De este modo, de acuerdo con esa teorización, no estaríamos delante de un golpe violento de tipo convencional, y tampoco de un golpe parlamentario. El golpe de nuevo tipo tiene su fundamento en un sofisma que parte del presupuesto de que ninguna Constitución posee mecanismos de autodefensa contra quien actúe contra ella misma. Pero esta es una formulación equivocada: la supremacía formal que tiene la Constitución además de sus cláusulas pétreas, componen su auto defensa,además del papel activo de los ciudadanos, y no necesitan de una normativa específica.
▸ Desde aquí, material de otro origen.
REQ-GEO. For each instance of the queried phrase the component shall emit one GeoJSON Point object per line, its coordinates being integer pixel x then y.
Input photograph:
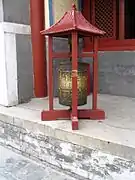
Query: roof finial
{"type": "Point", "coordinates": [74, 7]}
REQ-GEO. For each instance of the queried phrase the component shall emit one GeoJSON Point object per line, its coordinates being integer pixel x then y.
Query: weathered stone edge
{"type": "Point", "coordinates": [30, 139]}
{"type": "Point", "coordinates": [75, 138]}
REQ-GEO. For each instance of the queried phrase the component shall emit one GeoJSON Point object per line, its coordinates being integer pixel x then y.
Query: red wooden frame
{"type": "Point", "coordinates": [74, 114]}
{"type": "Point", "coordinates": [109, 44]}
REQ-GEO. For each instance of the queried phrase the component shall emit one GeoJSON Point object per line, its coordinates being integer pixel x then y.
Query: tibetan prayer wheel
{"type": "Point", "coordinates": [65, 83]}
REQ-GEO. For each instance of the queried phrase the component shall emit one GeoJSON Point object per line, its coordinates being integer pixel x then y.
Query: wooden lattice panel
{"type": "Point", "coordinates": [104, 17]}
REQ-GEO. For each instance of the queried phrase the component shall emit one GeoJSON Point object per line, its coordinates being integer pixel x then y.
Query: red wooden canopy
{"type": "Point", "coordinates": [73, 20]}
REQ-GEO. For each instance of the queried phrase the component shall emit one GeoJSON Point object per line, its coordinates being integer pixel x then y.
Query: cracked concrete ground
{"type": "Point", "coordinates": [17, 167]}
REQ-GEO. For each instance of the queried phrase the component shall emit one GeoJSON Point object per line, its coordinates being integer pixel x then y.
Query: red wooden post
{"type": "Point", "coordinates": [121, 19]}
{"type": "Point", "coordinates": [38, 47]}
{"type": "Point", "coordinates": [93, 12]}
{"type": "Point", "coordinates": [50, 80]}
{"type": "Point", "coordinates": [74, 81]}
{"type": "Point", "coordinates": [95, 74]}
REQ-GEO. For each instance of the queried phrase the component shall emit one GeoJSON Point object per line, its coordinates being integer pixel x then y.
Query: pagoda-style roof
{"type": "Point", "coordinates": [73, 20]}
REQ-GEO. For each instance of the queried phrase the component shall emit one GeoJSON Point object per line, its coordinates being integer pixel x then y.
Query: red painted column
{"type": "Point", "coordinates": [38, 47]}
{"type": "Point", "coordinates": [74, 81]}
{"type": "Point", "coordinates": [121, 19]}
{"type": "Point", "coordinates": [95, 74]}
{"type": "Point", "coordinates": [50, 81]}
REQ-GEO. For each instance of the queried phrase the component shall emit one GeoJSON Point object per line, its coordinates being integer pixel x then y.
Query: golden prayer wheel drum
{"type": "Point", "coordinates": [65, 83]}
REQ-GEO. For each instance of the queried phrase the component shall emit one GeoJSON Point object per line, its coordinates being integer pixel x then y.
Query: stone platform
{"type": "Point", "coordinates": [93, 146]}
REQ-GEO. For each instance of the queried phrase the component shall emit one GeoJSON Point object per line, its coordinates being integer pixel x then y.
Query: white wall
{"type": "Point", "coordinates": [8, 62]}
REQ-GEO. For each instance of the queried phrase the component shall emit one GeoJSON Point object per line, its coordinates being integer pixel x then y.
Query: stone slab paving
{"type": "Point", "coordinates": [17, 167]}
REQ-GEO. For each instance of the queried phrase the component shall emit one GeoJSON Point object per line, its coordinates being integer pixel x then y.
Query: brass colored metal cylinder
{"type": "Point", "coordinates": [65, 83]}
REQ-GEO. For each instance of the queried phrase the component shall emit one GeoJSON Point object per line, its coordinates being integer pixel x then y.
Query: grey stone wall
{"type": "Point", "coordinates": [85, 163]}
{"type": "Point", "coordinates": [16, 11]}
{"type": "Point", "coordinates": [24, 67]}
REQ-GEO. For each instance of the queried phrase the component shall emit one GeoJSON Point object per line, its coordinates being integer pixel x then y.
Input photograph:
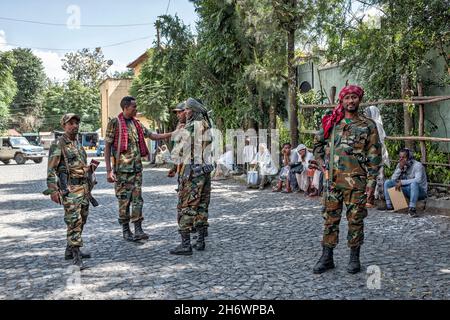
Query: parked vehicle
{"type": "Point", "coordinates": [19, 149]}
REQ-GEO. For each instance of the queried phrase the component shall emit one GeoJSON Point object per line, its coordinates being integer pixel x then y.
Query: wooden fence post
{"type": "Point", "coordinates": [423, 150]}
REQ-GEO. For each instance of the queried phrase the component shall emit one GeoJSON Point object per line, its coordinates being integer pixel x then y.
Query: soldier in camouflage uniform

El presupuesto no tiene base jurídica, pero es extremadamente peligroso para el ordenamiento democrático.

El PT, en su evaluación de la coyuntura, después de la separación de Dilma, lamentó no haber seguido el camino venezolano, que impone desde el inicio una Constitución con los debidos “mecanismos de defensa”, y que han permitido al actual presidente Maduro mantenerse en el poder y bloquear cualquier salida a la dramática crisis que vive Venezuela. Es sumamente revelador que el PT lamente haber confiado en el orden democrático fundado en la Carta de 1988, una Constitución “indefensaque permitió que el partido fuera “golpeadopor aquellos que condujeron la revocación.

La tesis de un golpe de nuevo tipo advierte a la izquierda que, incluso adhiriendo a la democracia, no estará inmune al golpe, toda vez que la democracia carece de las condiciones para protegerse de los golpistas. La tesis es reiterativa y tiene sus fundamentos en los pergaminos que dictan que el objetivo de la izquierda sigue siendo instalar un régimen (también) de “nuevo tipo, que sobrepase la democracia vigente. Pero respecto a ese régimen, como recordamos, los presagiosfueron siempre atemorizantes.